Example of Kautz graph on 3 characters with string length 2 (on the left) and 3 (on the right); the edges on the left correspond to the vertices on the right.

The Kautz graph $K_M^{N + 1}$ is a
directed graph of degree $M$ and dimension $$N+
1$$, which has $(M +1)M^{N}$ vertices labeled by all
possible strings $s_0 \cdots s_N$ of length $$N +
1$$ which are composed of characters $s_i$ chosen from
an alphabet $A$ containing $M + 1$ distinct
symbols, subject to the condition that adjacent characters in the
string cannot be equal ($s_i \neq s_{i+ 1}$).

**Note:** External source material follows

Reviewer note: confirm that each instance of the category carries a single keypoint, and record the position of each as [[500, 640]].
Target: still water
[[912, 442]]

The Kautz graph $K_M^{N + 1}$ has $$(M + 1)M^{N
+ 1}$$ edges

$\{(s_0 s_1 \cdots s_N,s_1 s_2 \cdots s_N s_{N + 1})| \; s_i \in A \; s_i \neq s_{i + 1} \} \,$

It is natural to label each such edge of $K_M^{N + 1}$
as $s_0s_1 \cdots s_{N + 1}$, giving a one-to-one correspondence
between edges of the Kautz graph $K_M^{N + 1}$
and vertices of the Kautz graph
$K_M^{N + 2}$.

Kautz graphs are closely related to De Bruijn graphs.

== Properties ==
- For a fixed degree $M$ and number of vertices $V = (M + 1) M^N$, the Kautz graph has the smallest diameter of any possible directed graph with $V$ vertices and degree $M$.
- All Kautz graphs have Eulerian cycles. (An Eulerian cycle is one which visits each edge exactly once—This result follows because Kautz graphs have in-degree equal to out-degree for each node)
- All Kautz graphs have a Hamiltonian cycle (This result follows from the correspondence described above between edges of the Kautz graph $K_M^{N}$ and vertices of the Kautz graph $K_M^{N + 1}$; a Hamiltonian cycle on $K_M^{N + 1}$ is given by an Eulerian cycle on $K_M^{N}$)
- A degree-$k$ Kautz graph has $k$ disjoint paths from any node $x$ to any other node $y$.

== In computing ==
The Kautz graph has been used as a network topology for connecting processors in high-performance computing and fault-tolerant computing applications: such a network is known as a Kautz network.